The men’s friendship sets off a chain of events that end – midway through episode one – in a key character ending up dead. The pair attempting to unravel what happened are detectives Donoghue Homer (a fantastically drole Richard Jenkins) and Jodie Plumb (a delightfully deadpan Joy Sunday).

It’s when Donoghue and Jodie are introduced that the quirkier, absurd side to this series comes to the fore. DTF St Louis takes place in a universe that’s a little askew. Plenty is recognisable: brand names are mentioned which signify bland ubiquitousness, like Jamba Juice, Purina, and Outback Steakhouse. 

But then there are the odd moments, like how the police station is a cold, brutalist building. A key conversation between Donoghue and a witness takes place with them both sitting awkwardly on concrete plinths. The dressing room where the body is found is at the Kevin Kline Community Pool, which also raises a chuckle.

The series takes familiar images and ideas around middle-age, marriage and suburbia and wrings them out, asking to what lengths Clark and the Smerniches will go to inject some excitement into their lives.

Flashbacks

The mystery unfolds at a relatively slow pace, perhaps mirroring the slow dawning on Floyd and Clark that their friendship is opening a door into a dark period of their lives.  

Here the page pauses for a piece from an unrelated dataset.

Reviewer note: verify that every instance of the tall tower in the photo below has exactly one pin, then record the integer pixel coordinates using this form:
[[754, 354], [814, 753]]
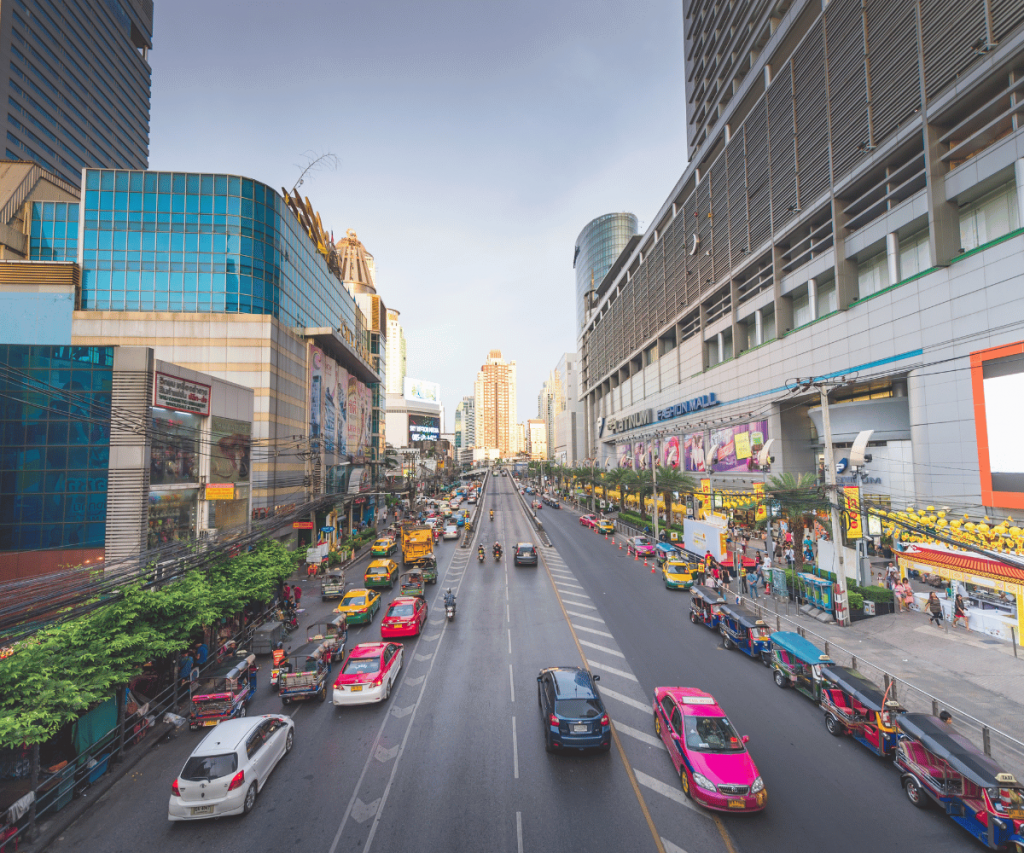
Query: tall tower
[[495, 400], [395, 354]]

What led up to the killing unravels in flashback. Innuendo-laden conversations between Carol and Clark provide some light relief; episode two reveals that Clark’s sexual desires combine eroticism with (literally) crushing domesticism.

None of this trio are exactly how they present themselves to others, and DTF St Louis gently reveals exactly how they’ve been fooling each other, and us.

If you’re seeking a soapy, straightforward thriller, then DTF St Louis isn’t that.

But if you’re into a series which gives its characters a lot of complicated emotions to chew on, and which takes joy in spotlighting the hidden desires of seemingly ‘normal’ couples, then there’s a huge amount to enjoy in this quirky, blackly comic thriller. 

DTF St Louis is available to watch on Sky and NOW.